The second philosophical issue that arises from it he draws attention to by dwelling on a significant objection raised at 103A by an anonymous participant (Phaedo can’t remember who!), which serves to draw a distinction between opposites being generated from opposites in particular things and opposites themselves becoming opposites. This in turn directs attention to the body as a substrate for opposite qualities, something that K. sees as looking forward to the deeper analysis of the role of body, and the material substratum in general, in the Timaeus, particularly 48E-52D.

K.’s contention, then, is that there is a cosmological theory underlying the Phaedo that should not be ignored, just because the dialogue is customarily presented as concerning the immortality of the individual soul, and this theory, as one would expect, points forward to the Timaeus.

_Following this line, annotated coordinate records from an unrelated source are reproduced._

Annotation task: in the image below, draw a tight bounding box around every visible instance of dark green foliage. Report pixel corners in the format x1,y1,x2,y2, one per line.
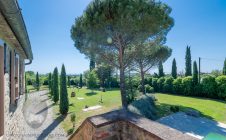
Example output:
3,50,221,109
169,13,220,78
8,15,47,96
89,58,96,71
185,46,192,76
163,77,174,93
182,76,193,95
170,105,180,113
157,77,165,92
60,65,69,115
145,84,154,93
216,75,226,100
201,76,217,98
71,0,174,108
79,74,83,88
171,58,177,79
52,68,59,103
173,78,183,95
128,94,156,120
35,72,40,91
192,61,199,86
48,72,52,92
152,78,159,92
158,62,165,77
67,76,71,87
223,58,226,75
87,70,98,89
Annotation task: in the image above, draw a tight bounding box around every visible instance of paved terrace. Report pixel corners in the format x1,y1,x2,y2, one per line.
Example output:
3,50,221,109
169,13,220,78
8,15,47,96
70,110,197,140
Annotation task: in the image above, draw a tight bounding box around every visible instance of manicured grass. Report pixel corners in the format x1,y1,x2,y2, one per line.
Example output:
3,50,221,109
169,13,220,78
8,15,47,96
155,93,226,123
27,85,49,93
54,88,121,132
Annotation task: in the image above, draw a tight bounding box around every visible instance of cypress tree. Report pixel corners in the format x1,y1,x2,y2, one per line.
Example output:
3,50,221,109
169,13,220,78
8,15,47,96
35,72,40,91
192,61,199,85
185,46,192,76
48,72,52,92
89,58,96,71
67,76,71,87
60,64,69,115
172,58,177,79
52,68,59,103
223,58,226,75
79,74,83,88
158,62,165,77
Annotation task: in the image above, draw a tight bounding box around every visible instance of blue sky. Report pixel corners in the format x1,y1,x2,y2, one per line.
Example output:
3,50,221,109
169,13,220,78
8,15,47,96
19,0,226,74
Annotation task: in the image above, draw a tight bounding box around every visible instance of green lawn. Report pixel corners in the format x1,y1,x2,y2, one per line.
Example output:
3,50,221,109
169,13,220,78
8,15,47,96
155,93,226,123
54,88,121,131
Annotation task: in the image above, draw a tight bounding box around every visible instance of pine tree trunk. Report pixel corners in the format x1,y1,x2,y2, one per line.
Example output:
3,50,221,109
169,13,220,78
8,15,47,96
140,69,145,94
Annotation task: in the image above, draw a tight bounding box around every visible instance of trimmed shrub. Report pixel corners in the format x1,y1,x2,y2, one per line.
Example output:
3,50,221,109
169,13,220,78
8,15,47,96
145,84,154,93
157,77,165,92
182,76,193,95
216,75,226,100
163,77,174,93
201,76,217,98
128,94,156,120
152,78,158,92
173,78,183,94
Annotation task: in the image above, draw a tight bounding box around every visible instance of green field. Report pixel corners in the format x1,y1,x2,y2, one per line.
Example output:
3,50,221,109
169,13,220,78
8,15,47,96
155,93,226,123
51,88,226,135
54,88,121,131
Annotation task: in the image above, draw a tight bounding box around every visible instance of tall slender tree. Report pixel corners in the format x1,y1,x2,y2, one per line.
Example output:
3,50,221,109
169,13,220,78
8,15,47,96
48,72,52,92
223,58,226,75
192,61,199,85
79,74,83,88
89,57,96,71
158,61,165,77
35,72,40,91
185,46,192,76
52,68,59,103
60,64,69,115
67,76,71,87
171,58,177,79
71,0,174,109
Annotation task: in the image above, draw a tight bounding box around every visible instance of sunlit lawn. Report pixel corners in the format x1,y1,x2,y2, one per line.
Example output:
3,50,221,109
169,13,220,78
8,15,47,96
54,88,121,132
155,93,226,123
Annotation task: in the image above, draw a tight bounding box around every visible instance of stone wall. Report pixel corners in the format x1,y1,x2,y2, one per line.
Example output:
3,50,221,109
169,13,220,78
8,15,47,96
4,73,25,140
69,110,197,140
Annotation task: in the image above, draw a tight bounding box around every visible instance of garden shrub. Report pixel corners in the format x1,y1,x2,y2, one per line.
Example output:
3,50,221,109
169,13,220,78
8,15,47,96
152,78,158,92
216,75,226,100
145,84,154,93
163,77,174,93
128,94,156,120
173,78,183,94
170,105,180,113
182,76,193,95
157,77,165,92
201,76,217,98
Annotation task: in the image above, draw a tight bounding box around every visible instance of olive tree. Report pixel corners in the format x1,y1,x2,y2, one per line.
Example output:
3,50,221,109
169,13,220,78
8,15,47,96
71,0,174,108
133,42,172,93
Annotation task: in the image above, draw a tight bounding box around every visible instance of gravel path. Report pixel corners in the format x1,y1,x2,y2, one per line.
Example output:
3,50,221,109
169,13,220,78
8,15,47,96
23,91,67,140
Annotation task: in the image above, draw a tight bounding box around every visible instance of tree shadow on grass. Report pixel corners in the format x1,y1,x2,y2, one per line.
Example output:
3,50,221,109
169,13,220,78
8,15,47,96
37,116,66,140
157,104,226,137
85,92,97,96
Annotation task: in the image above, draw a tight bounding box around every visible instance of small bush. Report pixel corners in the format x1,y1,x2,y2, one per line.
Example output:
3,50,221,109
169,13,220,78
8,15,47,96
157,77,165,92
173,78,183,94
145,84,154,93
216,75,226,100
152,78,158,92
67,128,74,135
163,77,174,93
201,76,217,98
170,105,180,113
128,94,156,120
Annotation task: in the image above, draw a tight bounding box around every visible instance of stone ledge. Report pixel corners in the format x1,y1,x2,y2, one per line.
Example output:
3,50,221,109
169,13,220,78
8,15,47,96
70,110,197,140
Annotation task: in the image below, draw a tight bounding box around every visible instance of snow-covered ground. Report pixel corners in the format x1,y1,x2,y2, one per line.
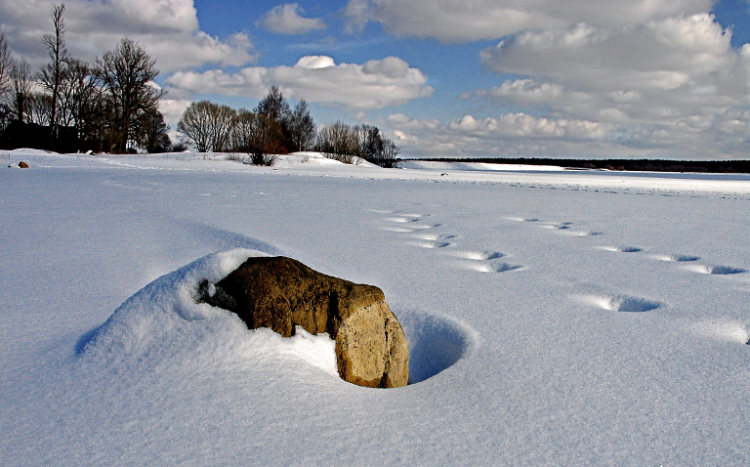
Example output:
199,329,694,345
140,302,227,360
0,151,750,466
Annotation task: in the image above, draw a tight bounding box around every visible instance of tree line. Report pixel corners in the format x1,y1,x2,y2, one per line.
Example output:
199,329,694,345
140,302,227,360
0,4,171,153
0,4,398,166
177,86,398,167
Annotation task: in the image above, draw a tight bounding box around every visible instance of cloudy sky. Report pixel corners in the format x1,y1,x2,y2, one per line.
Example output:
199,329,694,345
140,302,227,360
0,0,750,159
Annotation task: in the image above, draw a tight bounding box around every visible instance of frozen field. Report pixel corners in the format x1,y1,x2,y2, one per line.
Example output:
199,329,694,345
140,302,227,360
0,151,750,466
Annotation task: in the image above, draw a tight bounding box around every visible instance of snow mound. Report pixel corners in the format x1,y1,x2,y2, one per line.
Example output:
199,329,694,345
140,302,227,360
76,248,338,375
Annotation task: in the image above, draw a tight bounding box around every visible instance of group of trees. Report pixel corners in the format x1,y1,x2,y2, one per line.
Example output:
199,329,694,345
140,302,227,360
315,121,398,167
0,4,171,153
177,86,315,163
0,4,398,166
177,86,398,167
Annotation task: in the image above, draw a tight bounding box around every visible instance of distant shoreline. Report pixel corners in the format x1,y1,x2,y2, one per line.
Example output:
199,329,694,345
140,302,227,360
402,157,750,173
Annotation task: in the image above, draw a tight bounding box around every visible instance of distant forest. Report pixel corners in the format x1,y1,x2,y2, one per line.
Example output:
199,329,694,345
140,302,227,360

Of the Timaeus he selects two aspects, one quite particular (though it acquires ramifications) and the other pretty general, and he has interesting points to make about both. He begins (pp. 87-148) with the (linguistically troublesome) address of the Demiurge to the Young Gods at 41a7, Theoi theôn, and he makes this the basis for a wide-ranging discussion of the nature of divinity in the work. He begins with a useful survey of the various ms. readings of the opening sentence and the various views on the interpretation of the salutation itself. On that, I must say that I have been in the past unable to accord a plausible meaning to the genitive theôn if it is assumed to qualify theoi. K., however (pp. 119-46), makes the possible meanings of the genitive the occasion for a series of interesting investigations into the status of the planetary gods and the traditional gods, before plumping for a partitive genitive as the best bet, and then assuming erga, in apposition to theoi, as antecedent of hôn, the whole to be translated ‘Ihr Götter unter den Göttern, ihr Werke, deren Hersteller und Vater ich bin …’ Not a bad solution, I think.

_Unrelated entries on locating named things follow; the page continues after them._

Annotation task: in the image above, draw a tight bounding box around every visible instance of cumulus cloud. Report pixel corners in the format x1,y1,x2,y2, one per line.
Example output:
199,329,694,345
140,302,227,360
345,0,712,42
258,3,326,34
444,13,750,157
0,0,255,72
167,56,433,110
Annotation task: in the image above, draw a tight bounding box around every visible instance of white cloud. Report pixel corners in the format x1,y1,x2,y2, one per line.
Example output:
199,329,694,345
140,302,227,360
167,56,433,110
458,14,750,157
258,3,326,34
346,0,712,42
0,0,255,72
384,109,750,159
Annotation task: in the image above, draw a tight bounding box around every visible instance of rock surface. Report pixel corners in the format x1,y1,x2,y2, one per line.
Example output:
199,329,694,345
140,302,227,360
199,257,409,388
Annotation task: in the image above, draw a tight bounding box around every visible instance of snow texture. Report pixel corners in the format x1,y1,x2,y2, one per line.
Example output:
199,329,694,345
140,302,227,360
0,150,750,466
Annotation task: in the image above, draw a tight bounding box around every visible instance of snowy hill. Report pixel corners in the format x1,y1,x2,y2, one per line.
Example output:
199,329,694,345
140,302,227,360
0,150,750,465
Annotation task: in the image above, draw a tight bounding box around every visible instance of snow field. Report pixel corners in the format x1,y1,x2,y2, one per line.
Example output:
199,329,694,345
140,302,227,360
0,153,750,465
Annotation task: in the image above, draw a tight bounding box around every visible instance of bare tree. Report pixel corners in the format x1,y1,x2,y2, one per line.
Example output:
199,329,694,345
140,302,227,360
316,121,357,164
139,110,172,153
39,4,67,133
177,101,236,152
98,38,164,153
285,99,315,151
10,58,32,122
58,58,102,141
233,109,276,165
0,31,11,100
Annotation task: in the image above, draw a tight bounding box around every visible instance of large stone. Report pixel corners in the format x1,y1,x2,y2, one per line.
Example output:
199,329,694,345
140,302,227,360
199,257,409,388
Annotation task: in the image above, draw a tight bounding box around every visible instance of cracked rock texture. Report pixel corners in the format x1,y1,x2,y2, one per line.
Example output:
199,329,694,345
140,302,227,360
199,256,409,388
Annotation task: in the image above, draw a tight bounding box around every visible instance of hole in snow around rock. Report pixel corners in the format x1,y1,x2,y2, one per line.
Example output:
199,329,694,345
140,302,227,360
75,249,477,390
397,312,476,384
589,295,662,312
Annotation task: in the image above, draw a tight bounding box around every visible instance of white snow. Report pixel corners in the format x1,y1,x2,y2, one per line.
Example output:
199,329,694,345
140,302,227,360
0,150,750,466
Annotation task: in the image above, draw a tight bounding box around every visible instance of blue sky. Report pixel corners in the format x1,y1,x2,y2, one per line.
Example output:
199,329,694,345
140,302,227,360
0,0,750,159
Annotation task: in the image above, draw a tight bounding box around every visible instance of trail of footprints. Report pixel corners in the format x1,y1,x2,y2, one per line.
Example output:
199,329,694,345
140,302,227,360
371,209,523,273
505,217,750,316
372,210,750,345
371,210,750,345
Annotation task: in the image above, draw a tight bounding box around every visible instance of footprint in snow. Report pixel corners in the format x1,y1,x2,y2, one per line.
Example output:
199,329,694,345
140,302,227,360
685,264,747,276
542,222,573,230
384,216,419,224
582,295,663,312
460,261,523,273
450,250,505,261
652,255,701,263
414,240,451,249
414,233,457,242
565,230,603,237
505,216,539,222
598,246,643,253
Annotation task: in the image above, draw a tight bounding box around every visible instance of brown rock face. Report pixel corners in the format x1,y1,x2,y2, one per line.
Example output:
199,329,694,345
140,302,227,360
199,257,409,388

He continues with an in-depth investigation of the varieties of motion set out in the dialogue and the theory behind them (pp. 149-220), covering the movements of bodies, of the Soul, and the circular movement of Intellect, all in exhaustive detail. What emerges from all this which is of particular interest is his analysis of the relation between the self-motion of the soul and the actions of the Demiurge. As he analyses the situation, the Demiurge himself must be an intellect, with the paradigm as its contents, but the soul also must have an intellect, which is a projection of Intellect itself (pp. 188-92). K.’s analysis seems to me perfectly sound, but I am tempted to go one step further, and wonder if perhaps what Plato is seeking to present to us is after all nothing but a rational World-Soul.

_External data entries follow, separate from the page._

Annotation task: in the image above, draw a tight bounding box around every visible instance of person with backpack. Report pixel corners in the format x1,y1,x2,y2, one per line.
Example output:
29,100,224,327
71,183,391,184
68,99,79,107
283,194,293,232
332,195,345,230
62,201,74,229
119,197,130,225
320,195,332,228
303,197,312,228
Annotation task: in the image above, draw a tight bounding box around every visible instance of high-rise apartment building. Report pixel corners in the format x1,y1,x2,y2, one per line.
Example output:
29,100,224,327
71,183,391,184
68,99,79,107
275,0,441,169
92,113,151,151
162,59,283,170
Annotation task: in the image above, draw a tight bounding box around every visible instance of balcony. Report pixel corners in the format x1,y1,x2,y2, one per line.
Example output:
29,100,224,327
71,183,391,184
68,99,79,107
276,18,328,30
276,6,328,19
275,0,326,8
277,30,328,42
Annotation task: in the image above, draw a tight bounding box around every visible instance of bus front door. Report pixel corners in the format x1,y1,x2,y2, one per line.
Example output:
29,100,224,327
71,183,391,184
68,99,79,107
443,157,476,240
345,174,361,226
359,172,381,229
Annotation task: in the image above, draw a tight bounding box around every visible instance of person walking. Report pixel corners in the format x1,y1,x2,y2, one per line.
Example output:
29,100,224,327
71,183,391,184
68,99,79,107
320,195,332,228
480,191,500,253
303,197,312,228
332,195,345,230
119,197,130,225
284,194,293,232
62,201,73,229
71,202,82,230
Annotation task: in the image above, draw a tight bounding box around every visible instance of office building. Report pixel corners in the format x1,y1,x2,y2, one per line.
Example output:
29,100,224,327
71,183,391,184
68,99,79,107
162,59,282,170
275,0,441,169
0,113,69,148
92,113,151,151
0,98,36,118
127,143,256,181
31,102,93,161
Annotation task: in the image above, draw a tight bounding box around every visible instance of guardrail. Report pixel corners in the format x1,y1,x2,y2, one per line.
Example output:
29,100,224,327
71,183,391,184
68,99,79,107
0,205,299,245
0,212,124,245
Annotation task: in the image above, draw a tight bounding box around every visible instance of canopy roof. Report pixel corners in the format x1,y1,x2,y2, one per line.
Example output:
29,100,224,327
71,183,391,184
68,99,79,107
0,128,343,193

K. himself does entertain this possibility, as at least an interpretation of the Timaeus in the later Academic tradition, in the second and third of his Beilagen, on the Theory of Motion in Book X of the Laws, and on Nous and Soul in the Laws and among Plato’s pupils (including Aristotle), where he grants that, whatever Plato himself intended in Book X, Philip of Opus in the Epinomis certainly sees a rational World-Soul as the supreme cosmic principle. At any rate, he brings out well the fact that the relation between a Nous and a World Soul remains a lively subject of discussion among Plato’s immediate followers.

This is a book full of sound analysis and stimulating insights and should be essential reading for anyone now embarking on a study of Phaedo or the Timaeus, or indeed of Plato’s later theory of the nature of the supreme principle in general.